We strolled past the smoky casino and headed for the piano bar lounge where today’s Bingo would be held. People passed us by several at a time. The pulse in my temple pounded. I half-expected to see Ethan somewhere in the crowd. I wondered where he was and what he was doing, and wished I could be with him...wished I could tell him I was sorry and kiss him again.
My thoughts were interrupted when we entered the bar a few minutes early for the game and stumbled upon the pianist entertaining the crowd with old American Standards. Maddie and I settled into chairs set around a small cocktail table. Everything on board the ship managed to be comfortable and elegant despite being bolted to the floor. As much as I tried not to think about it, I was reminded again that we were at sea and my stomach gave an involuntary roll. To my endless gratitude, I hadn’t really suffered from seasickness since we’d been on the trip, but it was clear to me that I would never really have my sea legs under me. I ordered a club soda and focused my attention on the pianist, an older gentlemen in a black tuxedo and bow tie who was playing a sweet rendition of “Someone to Watch over Me.”
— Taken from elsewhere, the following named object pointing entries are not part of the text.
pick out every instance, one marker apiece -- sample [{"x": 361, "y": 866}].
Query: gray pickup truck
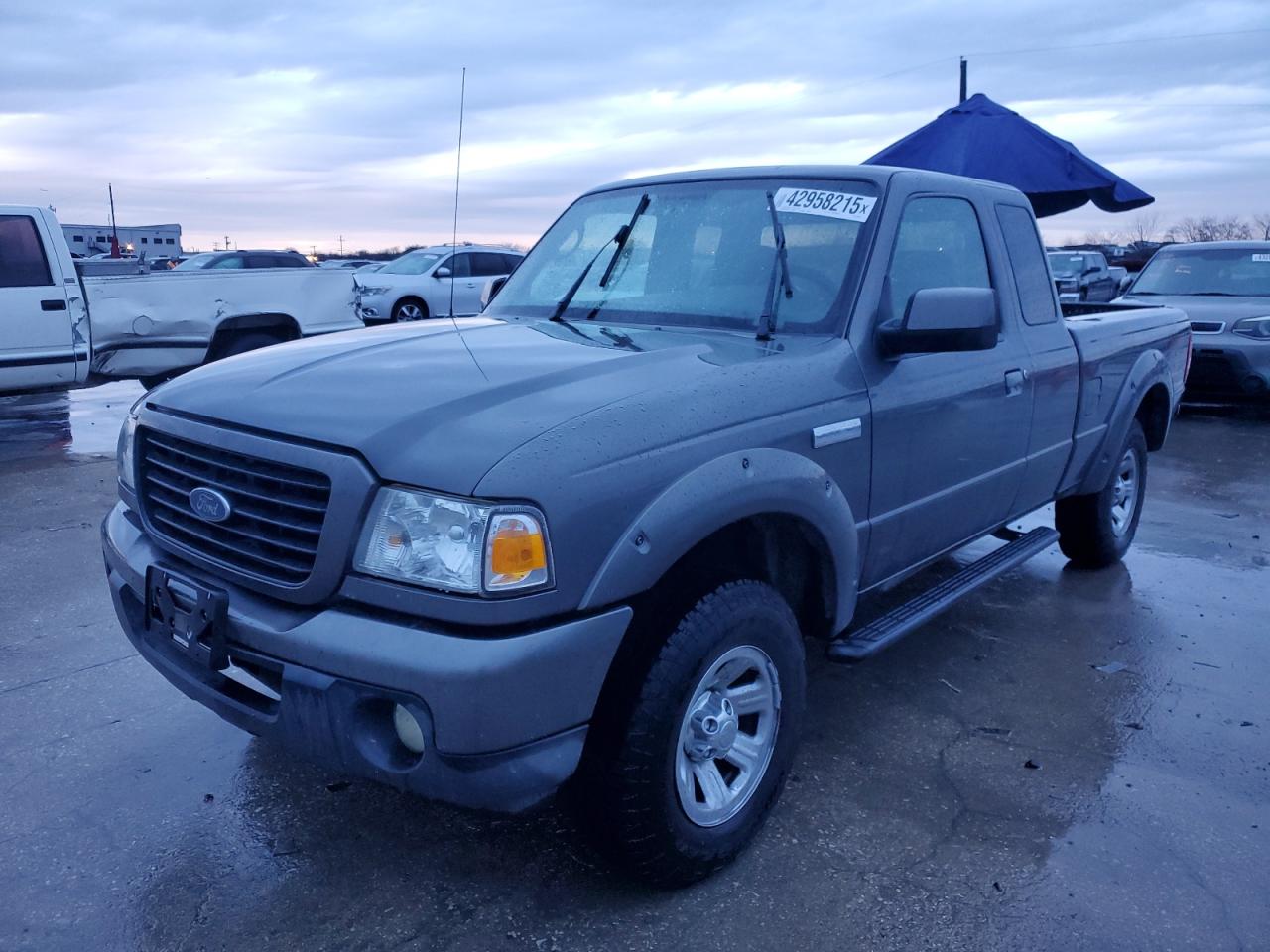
[{"x": 584, "y": 535}]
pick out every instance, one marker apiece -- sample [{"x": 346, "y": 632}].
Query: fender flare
[
  {"x": 719, "y": 493},
  {"x": 1148, "y": 370}
]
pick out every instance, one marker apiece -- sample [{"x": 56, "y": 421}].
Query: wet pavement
[{"x": 1066, "y": 761}]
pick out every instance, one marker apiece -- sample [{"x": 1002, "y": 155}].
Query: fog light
[{"x": 409, "y": 731}]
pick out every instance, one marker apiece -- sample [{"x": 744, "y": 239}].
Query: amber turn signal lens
[{"x": 517, "y": 549}]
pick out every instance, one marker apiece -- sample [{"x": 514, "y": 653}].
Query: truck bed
[{"x": 155, "y": 322}]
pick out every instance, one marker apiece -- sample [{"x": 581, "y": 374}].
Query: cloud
[{"x": 290, "y": 125}]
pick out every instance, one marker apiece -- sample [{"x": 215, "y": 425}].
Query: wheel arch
[
  {"x": 1147, "y": 398},
  {"x": 766, "y": 513},
  {"x": 412, "y": 296}
]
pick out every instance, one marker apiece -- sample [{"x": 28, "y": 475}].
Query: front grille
[{"x": 277, "y": 511}]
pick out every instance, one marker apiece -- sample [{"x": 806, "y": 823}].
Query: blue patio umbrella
[{"x": 984, "y": 140}]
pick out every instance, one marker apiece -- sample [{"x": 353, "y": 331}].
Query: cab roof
[{"x": 878, "y": 175}]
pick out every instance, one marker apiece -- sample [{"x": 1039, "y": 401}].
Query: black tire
[
  {"x": 1096, "y": 530},
  {"x": 241, "y": 343},
  {"x": 631, "y": 792},
  {"x": 403, "y": 308}
]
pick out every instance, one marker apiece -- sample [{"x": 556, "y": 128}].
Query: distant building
[{"x": 155, "y": 240}]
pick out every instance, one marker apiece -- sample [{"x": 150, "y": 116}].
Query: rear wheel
[
  {"x": 1096, "y": 530},
  {"x": 699, "y": 757},
  {"x": 409, "y": 308}
]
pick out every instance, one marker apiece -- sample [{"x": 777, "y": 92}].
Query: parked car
[
  {"x": 345, "y": 263},
  {"x": 1082, "y": 276},
  {"x": 588, "y": 532},
  {"x": 422, "y": 284},
  {"x": 208, "y": 261},
  {"x": 1121, "y": 277},
  {"x": 62, "y": 326},
  {"x": 1224, "y": 290}
]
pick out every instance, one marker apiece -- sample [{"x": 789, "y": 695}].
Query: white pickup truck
[{"x": 60, "y": 329}]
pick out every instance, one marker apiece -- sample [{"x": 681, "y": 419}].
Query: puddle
[{"x": 76, "y": 422}]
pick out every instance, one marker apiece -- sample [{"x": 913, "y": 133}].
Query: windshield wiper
[
  {"x": 780, "y": 266},
  {"x": 624, "y": 236},
  {"x": 620, "y": 238}
]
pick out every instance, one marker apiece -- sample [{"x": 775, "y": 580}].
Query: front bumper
[
  {"x": 504, "y": 719},
  {"x": 1229, "y": 366}
]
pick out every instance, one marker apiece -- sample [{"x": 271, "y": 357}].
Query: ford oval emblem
[{"x": 208, "y": 504}]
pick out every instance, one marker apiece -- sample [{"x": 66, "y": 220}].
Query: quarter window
[
  {"x": 460, "y": 266},
  {"x": 939, "y": 245},
  {"x": 488, "y": 266},
  {"x": 22, "y": 255},
  {"x": 1029, "y": 264}
]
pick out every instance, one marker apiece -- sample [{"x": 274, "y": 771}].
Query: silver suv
[
  {"x": 1224, "y": 290},
  {"x": 425, "y": 282}
]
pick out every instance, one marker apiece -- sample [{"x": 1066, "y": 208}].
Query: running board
[{"x": 917, "y": 611}]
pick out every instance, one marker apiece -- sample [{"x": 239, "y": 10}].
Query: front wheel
[
  {"x": 705, "y": 748},
  {"x": 409, "y": 309},
  {"x": 1096, "y": 530}
]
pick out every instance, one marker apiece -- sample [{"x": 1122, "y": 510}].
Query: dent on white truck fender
[
  {"x": 725, "y": 490},
  {"x": 1148, "y": 370}
]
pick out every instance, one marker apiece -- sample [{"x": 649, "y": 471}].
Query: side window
[
  {"x": 939, "y": 245},
  {"x": 1029, "y": 264},
  {"x": 22, "y": 255},
  {"x": 486, "y": 264}
]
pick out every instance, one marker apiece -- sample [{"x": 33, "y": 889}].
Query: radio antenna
[{"x": 458, "y": 168}]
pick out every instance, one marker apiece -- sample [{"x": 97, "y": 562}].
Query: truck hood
[{"x": 429, "y": 405}]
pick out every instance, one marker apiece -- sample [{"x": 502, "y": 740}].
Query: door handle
[{"x": 1015, "y": 382}]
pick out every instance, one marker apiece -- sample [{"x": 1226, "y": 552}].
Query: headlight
[
  {"x": 123, "y": 454},
  {"x": 456, "y": 544},
  {"x": 1255, "y": 327}
]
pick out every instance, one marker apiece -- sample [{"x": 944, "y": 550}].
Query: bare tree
[
  {"x": 1144, "y": 226},
  {"x": 1101, "y": 238},
  {"x": 1209, "y": 229}
]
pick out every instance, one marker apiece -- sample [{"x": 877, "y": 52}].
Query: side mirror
[
  {"x": 492, "y": 287},
  {"x": 940, "y": 320}
]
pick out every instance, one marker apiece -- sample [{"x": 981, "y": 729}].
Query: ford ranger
[{"x": 585, "y": 535}]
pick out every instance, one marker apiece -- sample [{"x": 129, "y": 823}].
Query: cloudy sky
[{"x": 285, "y": 123}]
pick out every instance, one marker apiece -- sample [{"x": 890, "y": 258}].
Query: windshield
[
  {"x": 411, "y": 263},
  {"x": 195, "y": 262},
  {"x": 701, "y": 254},
  {"x": 1066, "y": 266},
  {"x": 1207, "y": 271}
]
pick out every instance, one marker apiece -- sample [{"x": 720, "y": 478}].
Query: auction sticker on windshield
[{"x": 832, "y": 204}]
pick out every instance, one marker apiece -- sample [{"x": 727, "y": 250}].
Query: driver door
[
  {"x": 949, "y": 429},
  {"x": 466, "y": 287}
]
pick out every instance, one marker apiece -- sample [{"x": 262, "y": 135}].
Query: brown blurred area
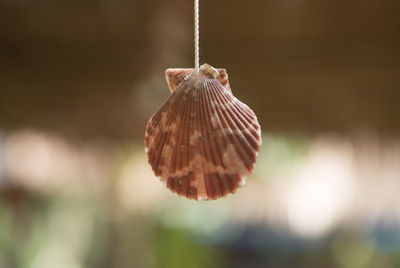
[{"x": 82, "y": 68}]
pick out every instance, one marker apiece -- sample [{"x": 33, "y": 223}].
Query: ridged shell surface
[{"x": 202, "y": 142}]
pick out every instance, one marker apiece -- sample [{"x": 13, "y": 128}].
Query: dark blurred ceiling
[{"x": 95, "y": 68}]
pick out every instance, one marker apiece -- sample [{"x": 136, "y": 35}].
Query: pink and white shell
[{"x": 202, "y": 142}]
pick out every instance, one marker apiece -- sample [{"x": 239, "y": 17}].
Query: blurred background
[{"x": 80, "y": 79}]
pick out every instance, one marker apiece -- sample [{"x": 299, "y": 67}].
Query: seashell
[{"x": 202, "y": 142}]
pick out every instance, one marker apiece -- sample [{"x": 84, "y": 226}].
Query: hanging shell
[{"x": 202, "y": 142}]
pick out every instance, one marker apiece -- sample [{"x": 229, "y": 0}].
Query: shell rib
[{"x": 202, "y": 142}]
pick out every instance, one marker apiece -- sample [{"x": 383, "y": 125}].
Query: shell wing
[
  {"x": 203, "y": 141},
  {"x": 175, "y": 76}
]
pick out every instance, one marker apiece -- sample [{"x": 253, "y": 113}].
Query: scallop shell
[{"x": 202, "y": 142}]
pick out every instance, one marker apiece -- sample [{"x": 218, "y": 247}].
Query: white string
[{"x": 196, "y": 35}]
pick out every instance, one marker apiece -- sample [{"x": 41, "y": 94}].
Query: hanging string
[{"x": 196, "y": 35}]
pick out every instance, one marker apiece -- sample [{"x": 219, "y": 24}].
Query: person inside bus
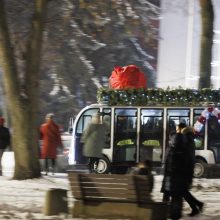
[
  {"x": 179, "y": 166},
  {"x": 94, "y": 139}
]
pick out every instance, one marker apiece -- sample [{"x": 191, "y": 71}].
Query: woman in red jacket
[{"x": 50, "y": 135}]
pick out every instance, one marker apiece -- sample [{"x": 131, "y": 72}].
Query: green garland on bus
[{"x": 158, "y": 97}]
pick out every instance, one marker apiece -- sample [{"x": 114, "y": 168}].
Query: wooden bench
[{"x": 114, "y": 196}]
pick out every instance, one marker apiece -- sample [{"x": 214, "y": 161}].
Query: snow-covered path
[{"x": 25, "y": 199}]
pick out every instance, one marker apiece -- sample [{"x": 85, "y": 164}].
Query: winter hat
[{"x": 2, "y": 121}]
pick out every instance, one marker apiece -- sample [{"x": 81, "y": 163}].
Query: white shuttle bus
[{"x": 137, "y": 133}]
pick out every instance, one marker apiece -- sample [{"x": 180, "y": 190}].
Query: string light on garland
[
  {"x": 157, "y": 96},
  {"x": 210, "y": 111}
]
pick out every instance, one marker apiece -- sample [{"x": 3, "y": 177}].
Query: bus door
[
  {"x": 82, "y": 123},
  {"x": 214, "y": 137},
  {"x": 151, "y": 135},
  {"x": 174, "y": 117},
  {"x": 199, "y": 135},
  {"x": 125, "y": 135}
]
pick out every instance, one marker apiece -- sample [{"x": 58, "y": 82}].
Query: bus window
[
  {"x": 107, "y": 121},
  {"x": 85, "y": 119},
  {"x": 199, "y": 136},
  {"x": 214, "y": 137},
  {"x": 176, "y": 116},
  {"x": 151, "y": 134},
  {"x": 125, "y": 135}
]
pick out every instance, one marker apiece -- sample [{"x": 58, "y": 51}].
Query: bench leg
[{"x": 55, "y": 202}]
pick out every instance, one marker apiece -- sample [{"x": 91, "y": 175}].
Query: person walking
[
  {"x": 94, "y": 139},
  {"x": 51, "y": 140},
  {"x": 179, "y": 173},
  {"x": 5, "y": 140},
  {"x": 195, "y": 204}
]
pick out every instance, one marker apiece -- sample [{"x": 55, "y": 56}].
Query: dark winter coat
[
  {"x": 4, "y": 137},
  {"x": 179, "y": 164}
]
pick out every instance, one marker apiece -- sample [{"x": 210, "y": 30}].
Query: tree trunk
[
  {"x": 207, "y": 18},
  {"x": 22, "y": 100}
]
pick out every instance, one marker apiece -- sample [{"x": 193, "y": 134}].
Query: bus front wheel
[
  {"x": 199, "y": 168},
  {"x": 103, "y": 166}
]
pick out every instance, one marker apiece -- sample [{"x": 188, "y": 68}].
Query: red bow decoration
[{"x": 127, "y": 77}]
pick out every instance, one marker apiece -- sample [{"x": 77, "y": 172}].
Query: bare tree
[
  {"x": 207, "y": 18},
  {"x": 22, "y": 92}
]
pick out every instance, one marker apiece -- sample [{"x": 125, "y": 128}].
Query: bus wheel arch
[
  {"x": 103, "y": 166},
  {"x": 200, "y": 167}
]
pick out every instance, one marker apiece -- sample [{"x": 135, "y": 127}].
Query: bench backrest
[{"x": 110, "y": 187}]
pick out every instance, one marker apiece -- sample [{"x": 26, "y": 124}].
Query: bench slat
[{"x": 109, "y": 187}]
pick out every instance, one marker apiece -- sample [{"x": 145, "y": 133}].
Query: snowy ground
[{"x": 25, "y": 199}]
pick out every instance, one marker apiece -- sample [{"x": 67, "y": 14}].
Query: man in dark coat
[
  {"x": 195, "y": 204},
  {"x": 4, "y": 139},
  {"x": 178, "y": 174}
]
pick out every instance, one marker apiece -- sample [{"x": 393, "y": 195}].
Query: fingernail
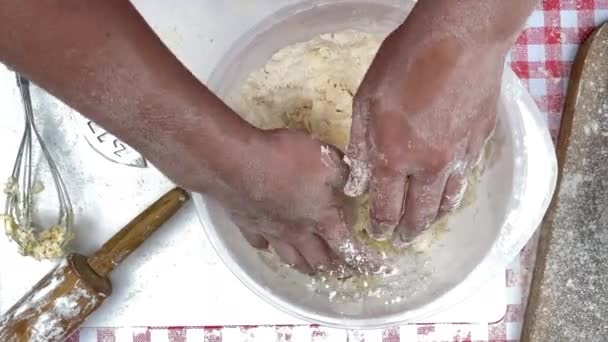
[
  {"x": 380, "y": 231},
  {"x": 403, "y": 240},
  {"x": 358, "y": 178}
]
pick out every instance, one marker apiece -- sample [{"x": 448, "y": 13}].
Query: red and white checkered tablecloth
[{"x": 542, "y": 58}]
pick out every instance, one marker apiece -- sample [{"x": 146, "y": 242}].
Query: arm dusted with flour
[{"x": 101, "y": 58}]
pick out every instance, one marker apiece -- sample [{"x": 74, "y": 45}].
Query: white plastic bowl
[{"x": 512, "y": 196}]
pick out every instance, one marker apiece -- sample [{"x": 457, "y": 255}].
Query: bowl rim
[{"x": 539, "y": 155}]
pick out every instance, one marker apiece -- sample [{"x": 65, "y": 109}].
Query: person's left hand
[{"x": 420, "y": 121}]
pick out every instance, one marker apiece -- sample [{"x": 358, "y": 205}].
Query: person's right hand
[{"x": 289, "y": 195}]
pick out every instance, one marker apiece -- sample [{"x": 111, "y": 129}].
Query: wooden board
[{"x": 569, "y": 294}]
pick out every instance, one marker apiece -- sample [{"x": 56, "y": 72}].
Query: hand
[
  {"x": 420, "y": 121},
  {"x": 289, "y": 196}
]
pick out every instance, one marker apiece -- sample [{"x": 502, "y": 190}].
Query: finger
[
  {"x": 334, "y": 159},
  {"x": 289, "y": 254},
  {"x": 343, "y": 243},
  {"x": 248, "y": 229},
  {"x": 454, "y": 191},
  {"x": 357, "y": 151},
  {"x": 421, "y": 207},
  {"x": 255, "y": 240},
  {"x": 315, "y": 251},
  {"x": 386, "y": 199}
]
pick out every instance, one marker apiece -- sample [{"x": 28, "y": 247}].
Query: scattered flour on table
[{"x": 310, "y": 86}]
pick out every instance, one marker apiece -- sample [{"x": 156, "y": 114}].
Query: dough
[{"x": 310, "y": 85}]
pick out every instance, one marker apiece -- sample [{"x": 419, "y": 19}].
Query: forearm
[
  {"x": 102, "y": 59},
  {"x": 471, "y": 21}
]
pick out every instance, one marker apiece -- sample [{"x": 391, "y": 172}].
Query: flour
[{"x": 311, "y": 86}]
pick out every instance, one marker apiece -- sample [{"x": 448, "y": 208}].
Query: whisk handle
[{"x": 128, "y": 239}]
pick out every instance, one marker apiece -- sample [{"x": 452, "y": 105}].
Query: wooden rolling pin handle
[
  {"x": 57, "y": 305},
  {"x": 123, "y": 243}
]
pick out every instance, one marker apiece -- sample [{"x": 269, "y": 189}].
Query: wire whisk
[{"x": 46, "y": 243}]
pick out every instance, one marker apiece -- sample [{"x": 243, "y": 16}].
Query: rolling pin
[
  {"x": 568, "y": 298},
  {"x": 64, "y": 298}
]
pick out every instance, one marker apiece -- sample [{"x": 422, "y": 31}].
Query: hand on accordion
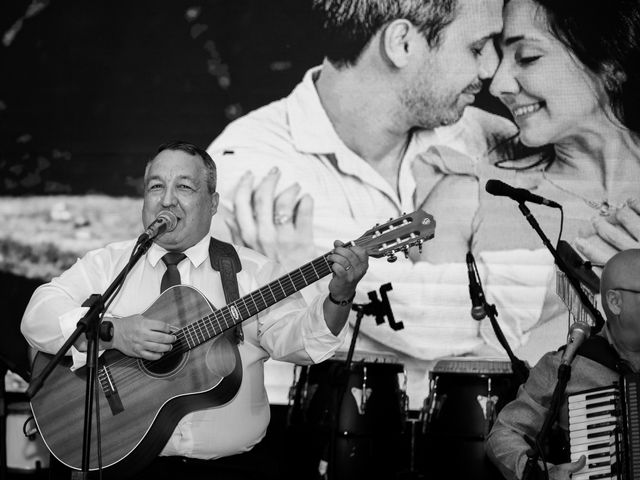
[{"x": 563, "y": 471}]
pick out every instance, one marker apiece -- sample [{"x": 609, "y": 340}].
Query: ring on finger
[{"x": 281, "y": 218}]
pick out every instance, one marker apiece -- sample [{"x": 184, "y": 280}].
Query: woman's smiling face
[{"x": 550, "y": 94}]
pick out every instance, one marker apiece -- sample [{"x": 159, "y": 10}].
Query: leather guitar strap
[{"x": 224, "y": 259}]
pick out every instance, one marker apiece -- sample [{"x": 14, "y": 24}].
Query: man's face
[
  {"x": 451, "y": 74},
  {"x": 177, "y": 181}
]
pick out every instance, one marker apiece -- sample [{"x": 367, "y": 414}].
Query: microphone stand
[
  {"x": 94, "y": 330},
  {"x": 532, "y": 469},
  {"x": 375, "y": 308},
  {"x": 520, "y": 369},
  {"x": 562, "y": 265}
]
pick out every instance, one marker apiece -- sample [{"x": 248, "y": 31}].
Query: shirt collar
[{"x": 196, "y": 254}]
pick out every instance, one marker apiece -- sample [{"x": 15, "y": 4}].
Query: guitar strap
[{"x": 224, "y": 259}]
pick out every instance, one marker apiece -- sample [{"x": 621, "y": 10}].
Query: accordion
[{"x": 604, "y": 425}]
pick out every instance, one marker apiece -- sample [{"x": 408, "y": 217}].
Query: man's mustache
[{"x": 474, "y": 88}]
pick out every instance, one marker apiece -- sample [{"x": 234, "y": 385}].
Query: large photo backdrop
[{"x": 90, "y": 89}]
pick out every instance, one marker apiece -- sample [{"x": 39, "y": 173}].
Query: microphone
[
  {"x": 501, "y": 189},
  {"x": 475, "y": 291},
  {"x": 578, "y": 333},
  {"x": 166, "y": 221}
]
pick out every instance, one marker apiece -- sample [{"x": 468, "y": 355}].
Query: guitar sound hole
[{"x": 168, "y": 364}]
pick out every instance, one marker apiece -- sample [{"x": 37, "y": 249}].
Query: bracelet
[{"x": 342, "y": 303}]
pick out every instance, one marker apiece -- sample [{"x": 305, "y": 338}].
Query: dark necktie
[{"x": 172, "y": 276}]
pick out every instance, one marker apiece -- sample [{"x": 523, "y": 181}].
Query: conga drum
[
  {"x": 464, "y": 399},
  {"x": 349, "y": 421}
]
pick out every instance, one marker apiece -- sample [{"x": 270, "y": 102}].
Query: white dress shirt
[
  {"x": 296, "y": 135},
  {"x": 287, "y": 331}
]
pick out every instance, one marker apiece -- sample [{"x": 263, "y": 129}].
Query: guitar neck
[{"x": 245, "y": 307}]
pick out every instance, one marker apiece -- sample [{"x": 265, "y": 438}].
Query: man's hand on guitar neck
[
  {"x": 349, "y": 264},
  {"x": 137, "y": 336}
]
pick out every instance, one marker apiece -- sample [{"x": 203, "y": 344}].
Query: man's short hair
[
  {"x": 347, "y": 26},
  {"x": 192, "y": 149}
]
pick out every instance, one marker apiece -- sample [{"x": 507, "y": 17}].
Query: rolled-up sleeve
[
  {"x": 522, "y": 419},
  {"x": 293, "y": 331}
]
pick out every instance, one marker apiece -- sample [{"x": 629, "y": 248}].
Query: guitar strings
[
  {"x": 297, "y": 279},
  {"x": 181, "y": 345}
]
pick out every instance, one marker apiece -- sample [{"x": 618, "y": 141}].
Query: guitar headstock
[{"x": 398, "y": 234}]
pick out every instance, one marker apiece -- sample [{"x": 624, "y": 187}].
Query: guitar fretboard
[{"x": 245, "y": 307}]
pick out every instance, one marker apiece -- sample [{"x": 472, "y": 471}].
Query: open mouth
[{"x": 525, "y": 110}]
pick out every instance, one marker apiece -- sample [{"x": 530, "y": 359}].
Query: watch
[{"x": 342, "y": 303}]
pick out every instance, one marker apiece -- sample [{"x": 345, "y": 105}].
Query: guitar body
[{"x": 140, "y": 402}]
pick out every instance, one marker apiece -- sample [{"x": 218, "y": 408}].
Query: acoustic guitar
[{"x": 140, "y": 402}]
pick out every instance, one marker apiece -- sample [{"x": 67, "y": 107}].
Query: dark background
[{"x": 89, "y": 89}]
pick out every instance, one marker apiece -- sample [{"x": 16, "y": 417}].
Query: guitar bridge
[{"x": 109, "y": 389}]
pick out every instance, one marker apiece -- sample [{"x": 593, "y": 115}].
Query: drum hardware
[
  {"x": 431, "y": 405},
  {"x": 488, "y": 405},
  {"x": 357, "y": 428},
  {"x": 465, "y": 396}
]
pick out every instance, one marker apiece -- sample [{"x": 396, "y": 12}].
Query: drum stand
[{"x": 379, "y": 309}]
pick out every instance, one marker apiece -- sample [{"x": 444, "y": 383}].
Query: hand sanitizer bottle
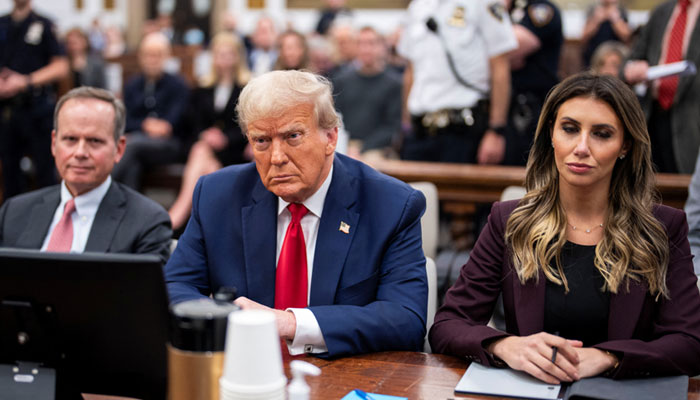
[{"x": 298, "y": 389}]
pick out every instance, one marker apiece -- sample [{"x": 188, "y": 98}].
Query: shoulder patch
[
  {"x": 540, "y": 14},
  {"x": 498, "y": 10}
]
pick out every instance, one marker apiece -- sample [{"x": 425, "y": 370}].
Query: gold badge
[
  {"x": 498, "y": 10},
  {"x": 540, "y": 14},
  {"x": 458, "y": 18}
]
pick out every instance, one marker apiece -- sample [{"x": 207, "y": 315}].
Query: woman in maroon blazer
[{"x": 587, "y": 262}]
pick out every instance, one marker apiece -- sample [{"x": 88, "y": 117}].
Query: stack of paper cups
[{"x": 253, "y": 361}]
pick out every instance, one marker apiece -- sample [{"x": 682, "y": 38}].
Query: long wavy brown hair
[{"x": 634, "y": 244}]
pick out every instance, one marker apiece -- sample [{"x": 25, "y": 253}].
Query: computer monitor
[{"x": 101, "y": 320}]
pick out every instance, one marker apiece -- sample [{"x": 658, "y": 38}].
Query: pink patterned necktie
[
  {"x": 674, "y": 52},
  {"x": 62, "y": 235},
  {"x": 291, "y": 283}
]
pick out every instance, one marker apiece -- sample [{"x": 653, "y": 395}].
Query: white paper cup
[{"x": 253, "y": 361}]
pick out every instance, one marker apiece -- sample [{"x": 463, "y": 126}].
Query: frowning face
[{"x": 292, "y": 154}]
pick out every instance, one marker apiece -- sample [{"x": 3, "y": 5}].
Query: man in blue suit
[{"x": 346, "y": 274}]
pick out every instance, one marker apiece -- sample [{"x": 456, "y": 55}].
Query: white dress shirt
[
  {"x": 86, "y": 206},
  {"x": 308, "y": 337}
]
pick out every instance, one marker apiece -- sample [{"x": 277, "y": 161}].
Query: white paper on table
[{"x": 678, "y": 68}]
The gathering crowd applauded as he played out the final notes and bowed his head. He spoke into the mic, “Here to entertain you all with his brilliance in calling out the Bingo winning numbers is one of our volunteer guests, a young man all the way from the lovely state of New York, Ethan Kaswell!”
My stomach dropped and my gaze shot to the side of the stage where Ethan made his entrance. Simultaneously, Maddie and I muttered, “Oh, dear God.”